İsrail’in bir terör örgütü olduğunu ve diğer terör örgütlerinin sadece İsrail’e hizmet etmek için var olduğunu söyleyen Bozkurt, "Aslında bölgede hiçbir terör örgütünün devlet kurmasına asla ihtimal vermiyorum. Çünkü, bölgenin ve hatta dünyanın en büyük terör örgütü İsrail’dir. İsrail’in dışında kalan bütün terör örgütleri, en büyük terör örgütü olan İsrail’in varlığını ve güvenliğini korumak içindir. O yüzden bölgede PKK, PYD, IŞİD bütün bunlar İsrail’in güvenliği için varlar. Kimisini CIA destekler, kimisini Rusya destekler. Zaman mekan bağlamına göre değişir. Burada temel sorun şu; Lübnan’dan sonra ne olacak? Çünkü Lübnan oldukça girift, kaotik bir cephe haline dönüşecek. Muhtemelen Lübnan cephesini kazandıktan sonra İsrail’in Türkiye’ye çok yakın bir komşu haline geldiğini göreceğiz. Özellikle Esad rejimi kendi varlığını tehlikede görürse rejiminin devam etmesi için Batı’yla bile yakınlaşabilir.

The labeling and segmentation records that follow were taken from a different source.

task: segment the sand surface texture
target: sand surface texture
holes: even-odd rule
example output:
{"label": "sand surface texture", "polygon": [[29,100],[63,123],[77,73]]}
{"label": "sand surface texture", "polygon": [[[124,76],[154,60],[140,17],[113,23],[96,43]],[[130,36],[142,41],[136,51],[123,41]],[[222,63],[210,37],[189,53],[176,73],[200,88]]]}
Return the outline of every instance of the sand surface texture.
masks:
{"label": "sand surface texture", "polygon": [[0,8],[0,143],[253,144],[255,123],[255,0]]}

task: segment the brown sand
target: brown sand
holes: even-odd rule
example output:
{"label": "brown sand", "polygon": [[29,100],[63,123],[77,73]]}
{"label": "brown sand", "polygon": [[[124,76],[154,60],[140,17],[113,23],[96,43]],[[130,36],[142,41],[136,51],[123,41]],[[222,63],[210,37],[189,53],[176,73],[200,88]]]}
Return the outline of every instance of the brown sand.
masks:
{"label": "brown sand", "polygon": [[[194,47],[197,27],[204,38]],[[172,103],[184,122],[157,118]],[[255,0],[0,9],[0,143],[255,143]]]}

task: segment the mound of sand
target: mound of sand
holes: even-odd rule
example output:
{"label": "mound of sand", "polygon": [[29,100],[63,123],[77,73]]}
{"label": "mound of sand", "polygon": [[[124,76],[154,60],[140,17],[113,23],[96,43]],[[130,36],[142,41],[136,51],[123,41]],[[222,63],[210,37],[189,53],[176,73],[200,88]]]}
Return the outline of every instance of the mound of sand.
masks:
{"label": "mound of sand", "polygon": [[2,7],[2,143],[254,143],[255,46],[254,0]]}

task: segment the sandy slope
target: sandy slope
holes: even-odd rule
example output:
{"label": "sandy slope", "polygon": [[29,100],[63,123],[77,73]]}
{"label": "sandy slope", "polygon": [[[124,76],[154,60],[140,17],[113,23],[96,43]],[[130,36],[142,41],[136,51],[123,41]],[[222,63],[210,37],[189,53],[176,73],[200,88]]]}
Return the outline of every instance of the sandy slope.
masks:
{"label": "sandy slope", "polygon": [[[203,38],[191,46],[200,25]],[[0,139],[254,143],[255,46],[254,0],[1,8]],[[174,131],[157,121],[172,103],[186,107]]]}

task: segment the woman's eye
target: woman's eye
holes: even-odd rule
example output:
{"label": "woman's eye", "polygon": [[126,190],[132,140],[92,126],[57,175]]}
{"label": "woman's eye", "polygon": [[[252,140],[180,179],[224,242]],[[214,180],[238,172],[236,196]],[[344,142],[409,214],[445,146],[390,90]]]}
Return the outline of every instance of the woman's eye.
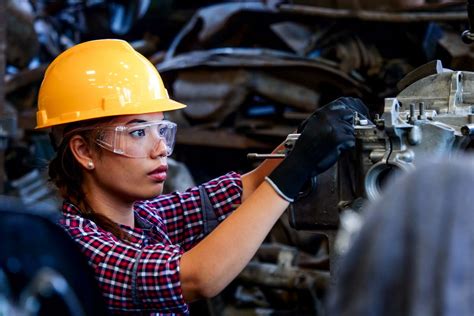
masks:
{"label": "woman's eye", "polygon": [[166,134],[166,127],[160,127],[160,129],[158,129],[158,134],[164,136]]}
{"label": "woman's eye", "polygon": [[133,137],[143,137],[146,135],[145,129],[137,129],[137,130],[131,131],[130,135],[132,135]]}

Gerek Batı’yla yakınlaşsın, gerek Lübnan’dan sonra İsrail Suriye rejimini yıksın, her halükarda İsrail devletiyle bizim güneyimizde yer alan PKK ve PYD terör örgütlerinin coğrafi açıdan buluşmasına şahitlik edeceğiz. İsrail belki arz-ı mevudun bir parçası olan Türkiye’ye doğrudan saldırı gerçekleştirmeyecek ama hemen aşağıda 80-100 bin kişiden oluştuğu tahmin edilen terör örgütlerini özellikle silah ve mühimmat anlamında desteklemek suretiyle Türkiye’yi meşgul etmek isteyecektir. Çünkü Türkiye terör örgütleriyle ne kadar fazla meşgul olursa bölgesel bir güç olma özelliğini o kadar kaybetmeye başlar ve diğer meselelerle daha az ilgilenir. Benim görebildiğim kadarıyla İsrail’in temel stratejisi bu olacak” dedi.
Hamas tarafından başlatılan Aksa Tufanı’nın İsrail Devleti’nin yıkılışı için bir başlangıç olduğunu düşündüğünü dile getiren Bozkurt, sözlerini şöyle sürdürdü:
“Aksa Tufanı’nın İsrail Devleti’nin yıkılışının başlangıcı olacağını düşünüyorum. Muhtemel bir cephe genişlemesinde artık Türkiye’nin kaçınılmaz olarak devreye gireceğini kestirmek zor değil. Gerek Sayın Cumhurbaşkanı’nın açıklamaları, gerek Türkiye’deki diğer siyasetçilerin açıklamaları önce Gazze, sonrasında Lübnan’ın aslında Anadolu müdafaasının ileri safhası, hattı olduğu yönündedir. Bu ileri hat çökerse artık İsrail anavatana gelmiş olacak, bu nedenle İsrail’in ileri hatta karşılanması için gerekli aksiyonun alınacağını düşünüyorum."